Вахо - страница 3
Старуха, качая головой, прошла из большого жилья в чуланчик поменьше. Здесь, сквозь дыру в потолке, падал вниз солнечный луч, одинокий и прямой, как палка, и в нем носились, рдея от нерожденной радуги, сотни пылинок. А внизу, в солнечном кругу, под самый луч подобралась жидкая армянская курица с бесперыми лапками, рыла напрасно жесткую землю и бормотала круглым пестрым цыплятам, катившимся, как шарики, ей под ноги.
Неся перед собой старые руки, словно две сухие ветки, майрик Закарьян нетвердо нашарила остродонный кувшин в углу. Из него пахло острым: здесь хранилась молочная сыворотка для супа. Ходя из угла в угол и готовя обед, майрик не переставала бормотать что-то себе в платок. Вахо сел у тондыра.[4]
— Ешь, сынок.
Сама она есть не стала, а коричневыми и сучковатыми руками, несоизмеримо большими для худенького старушечьего тела, взяла острое веретено, дала ему щипок, и когда, жужжа и вертясь, оно полетело к полу, стала неторопливо прясть, горстью выхватывая серую шерсть из мохнатой кудельки.
— Пустое говорят в деревне, сынок, — бормотанье слилось с гуденьем веретена, — кёса[5] ходит, дурной глаз ходит. Одна я знаю, как отвести дурной глаз. Пусть называют меня мальчишки дэви-майр.[6] Старые люди обошли жизнь по кругу. Старые знают, где начинается, где кончается. Ешь, сынок, отчего не ешь?
Вахо сидел на земле, глядя перед собой неподвижными глазами.
— Суп засыпан пшеницей, — глотни раз, само запросится. Ты еще был крошкой, когда мой покойник Сурэн выкопал в поле горшок с монетами. Он принес его сюда на животе, держа руками и подгибаясь. Я потерла монету землей, она заблестела, Вахо, как солнышко. Тут мы оба точно ополоумели. Всю ночь сидели, сунув ноги в тондыр, и чесали с ним языки, что купим, что продадим, что заведем, что посадим. Люди советовали: зарежь барана, сделай матах,[7] полей богу кровью. Нет, отвел кёса наш ум, — был тут человек плешивый и с нехорошим водяным глазом, торговал у нас горшок, а наутро ни человека, ни горшка, ни золота.

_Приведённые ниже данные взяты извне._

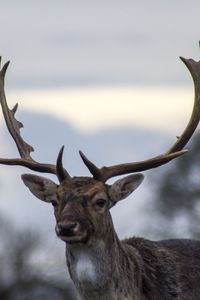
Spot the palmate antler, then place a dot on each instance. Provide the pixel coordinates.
(24, 149)
(104, 173)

Вахо тихо доел суп и встал с земли. Он плеснул в крынку водой и вышел помыть. Притолока земляного жилья, — деревянная доска, вбитая в глину, — доходила ему до мохнатой шапки. Остановясь под ней, словно в рамке, он в тысячный раз взглянул на убогий и странный мир, курившийся перед ним десятком сизых дымочков над бугорками рыжей и голой земли; стоявший черными пирамидками кизяку; перебегавший дорогу от канавы к канаве длинной блестящей водяной крысой, голубовато-черной в извивах пугливого, мокрого тела; чмокавший внизу сонной струей родника, от которого шли вверх женщины, шурша по камням сухими ногами в длинных белых штанах и сутулясь под остродонным кувшином на плече.
III
— Вахо!
Осторожный кашель обдал его запахом жеваного табака. Из-за угла подходили двое: тот, что поближе, насупил густые, с прожелтью, жесткие, распетушенные брови. Крючковатый нос уходил под шею. Рот пропадал под носом, тонкими остриями полумесяца поднимаясь к углам. В руках мужика был кнут — ремешок с сухой оленьей ножкой вместо кнутовища. Следом за ним, отдуваясь, двигался толстенный Минас, не мужик — блин на сковороде, зарумяненный по краям и распузыренный на середине.
— Войди в жилье, Вахо! — осторожно сказал первый, выставив из-под носа желтый, одинокий клык. — Иди и ты, Минас не бойся! Майрик Закарьян не такая женщина, чтоб потерять куль хлеба. Что ты будешь есть тогда, майрик? А ну-ка иди, и чтоб тебя не было на шапку от дома, слышала?
Он сделал движенье, будто швырнул от себя шапку. Перекинув с руки на руку длинную пряжу, майрик Закарьян подхватила веретено и вышла
— Садись, Вахо. Садись, Минас! — И сам сел первый возле тондыра. Это был самый бедный мужик на деревне, кривой Оник. Но и самый нахальный мужик на деревне был кривой Оник. Никому в голову не приходило, что он мог выдумать. Если кто говорил «три», он отвечал «четыре», говорили «четыре» — отвечал «пять». Ни одно дело не делалось без кривого Оника, и даже сам районный ветеринар, товарищ Домоклетов, называл Оника деревенской чумой.
Толстый Минас сел, растерянно отдуваясь.